Auswirkungen des Ukraine-Konflikts auf die Rechnungslegung - Teil II

Der Ukraine-Konflikt beschäftigt weiter das Institut der Wirtschaftsprüfer (IDW), den Berufsstand sowie eine Vielzahl von Rechnungslegern. In Teil I der Beitragsreihe wurden bisher die Auswirkungen des Krieges auf Jahres- und Konzernabschlüsse mit Stichtagen bis zum 23.02.2022 erörtert. Hierzu ist anzumerken, dass sich die wirtschaftlichen und sozialen Folgen des Krieges grundsätzlich nicht in der Vermögens-, Finanz- und Ertragslage von diesen Gesellschaften niederschlagen. Das Ereignis wurde als wertbegründend eingeordnet, daher ergeben sich allenfalls diverse Berichtspflichten in Anhang und Lagebericht.

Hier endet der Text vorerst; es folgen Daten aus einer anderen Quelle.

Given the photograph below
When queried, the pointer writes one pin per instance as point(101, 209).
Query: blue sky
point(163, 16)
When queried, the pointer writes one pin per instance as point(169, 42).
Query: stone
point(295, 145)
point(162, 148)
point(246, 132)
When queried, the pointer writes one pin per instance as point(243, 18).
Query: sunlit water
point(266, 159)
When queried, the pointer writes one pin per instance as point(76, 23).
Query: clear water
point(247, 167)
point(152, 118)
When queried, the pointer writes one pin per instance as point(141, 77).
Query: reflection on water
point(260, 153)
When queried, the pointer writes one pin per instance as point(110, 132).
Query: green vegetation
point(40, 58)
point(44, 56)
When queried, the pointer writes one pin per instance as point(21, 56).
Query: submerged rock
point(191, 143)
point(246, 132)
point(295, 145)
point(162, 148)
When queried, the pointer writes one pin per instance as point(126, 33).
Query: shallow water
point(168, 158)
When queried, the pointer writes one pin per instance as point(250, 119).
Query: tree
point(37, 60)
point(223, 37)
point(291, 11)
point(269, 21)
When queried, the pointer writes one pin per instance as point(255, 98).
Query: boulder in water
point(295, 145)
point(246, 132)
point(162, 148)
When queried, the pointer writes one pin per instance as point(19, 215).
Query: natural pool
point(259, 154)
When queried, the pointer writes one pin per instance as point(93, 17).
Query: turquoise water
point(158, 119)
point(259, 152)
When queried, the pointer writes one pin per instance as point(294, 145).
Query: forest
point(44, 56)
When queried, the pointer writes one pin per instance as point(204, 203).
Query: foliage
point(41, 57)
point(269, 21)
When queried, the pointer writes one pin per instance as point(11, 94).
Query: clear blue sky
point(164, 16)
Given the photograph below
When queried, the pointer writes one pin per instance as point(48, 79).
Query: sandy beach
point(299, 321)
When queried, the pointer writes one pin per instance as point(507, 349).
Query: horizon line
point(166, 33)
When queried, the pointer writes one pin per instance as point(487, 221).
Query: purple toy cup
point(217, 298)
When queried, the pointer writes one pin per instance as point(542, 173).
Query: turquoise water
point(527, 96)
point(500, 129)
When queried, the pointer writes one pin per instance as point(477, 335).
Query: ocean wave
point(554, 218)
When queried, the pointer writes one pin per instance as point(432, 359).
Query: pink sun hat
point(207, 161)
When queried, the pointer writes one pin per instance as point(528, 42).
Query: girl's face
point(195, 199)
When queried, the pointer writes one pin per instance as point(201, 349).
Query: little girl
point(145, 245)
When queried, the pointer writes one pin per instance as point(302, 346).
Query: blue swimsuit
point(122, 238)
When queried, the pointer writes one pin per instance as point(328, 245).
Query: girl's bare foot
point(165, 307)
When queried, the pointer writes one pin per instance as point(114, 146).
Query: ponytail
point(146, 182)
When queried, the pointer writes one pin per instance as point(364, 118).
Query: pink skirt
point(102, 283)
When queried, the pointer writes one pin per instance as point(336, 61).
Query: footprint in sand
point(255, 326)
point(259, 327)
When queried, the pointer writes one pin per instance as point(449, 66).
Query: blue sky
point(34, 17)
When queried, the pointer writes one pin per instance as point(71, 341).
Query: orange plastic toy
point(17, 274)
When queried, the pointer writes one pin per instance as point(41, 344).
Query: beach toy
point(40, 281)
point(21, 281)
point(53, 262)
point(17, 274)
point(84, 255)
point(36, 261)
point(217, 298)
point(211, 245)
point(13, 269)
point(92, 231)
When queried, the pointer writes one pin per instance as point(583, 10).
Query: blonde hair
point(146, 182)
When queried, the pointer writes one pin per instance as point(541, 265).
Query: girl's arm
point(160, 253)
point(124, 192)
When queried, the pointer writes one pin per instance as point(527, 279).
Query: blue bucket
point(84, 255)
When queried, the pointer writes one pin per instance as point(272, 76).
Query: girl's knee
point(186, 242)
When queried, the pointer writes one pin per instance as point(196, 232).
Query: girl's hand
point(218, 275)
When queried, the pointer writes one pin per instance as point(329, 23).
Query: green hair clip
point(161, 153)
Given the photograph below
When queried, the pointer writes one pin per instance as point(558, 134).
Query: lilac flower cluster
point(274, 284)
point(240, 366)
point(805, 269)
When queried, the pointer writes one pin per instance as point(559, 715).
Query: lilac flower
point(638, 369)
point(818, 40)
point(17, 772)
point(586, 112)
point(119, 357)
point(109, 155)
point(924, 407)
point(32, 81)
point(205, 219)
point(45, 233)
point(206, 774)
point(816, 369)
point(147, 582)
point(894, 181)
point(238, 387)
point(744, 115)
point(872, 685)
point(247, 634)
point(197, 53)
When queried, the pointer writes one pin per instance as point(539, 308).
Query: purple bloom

Davon losgelöst ist die Einschätzung zur Fortführung der Geschäftstätigkeit.

Offengeblieben ist jedoch, welche Implikationen sich für Abschlüsse (Jahres- und Konzernabschlüsse) nach dem 23. Februar 2022 - d.h. nach Kriegsausbruch - ergeben. Auch hierzu enthält der fachliche Hinweis des IDW Ausführungen (aktuell im 2. Update), auf die Teil II der Beitragsreihe eingeht.

Implikationen für handelsrechtliche Jahres- und Konzernabschlüsse

Konsolidierungswahlrechte für Tochterunternehmen

Nach § 296 Abs. 1 Nr. 1 HGB könnte sich aufgrund des Kriegsgeschehens ein Wahlrecht, betreffend den Einbezug von russischen, ukrainischen oder belarussischen Tochterunternehmen per Vollkonsolidierung in den Konzernabschluss, ergeben. Dies setzt voraus, dass erhebliche und andauernde Beschränkungen der Rechte des Mutterunternehmens in Bezug auf das Vermögen oder die Geschäftsführung des Tochterunternehmens bestehen. Hierunter fallen insbesondere Beeinträchtigungen, die politisch oder wirtschaftlich bedingt sind. Ausschlaggebend ist, dass Beschränkungen zum einen sachlich substanziell, zum anderen zeitlich nachhaltig sein müssen. Der Ukraine-Konflikt kann diese beiden Kriterien unter Umständen kumulativ erfüllen; eine endgültige Bewertung ist jedoch einzelfallbezogen durchzuführen.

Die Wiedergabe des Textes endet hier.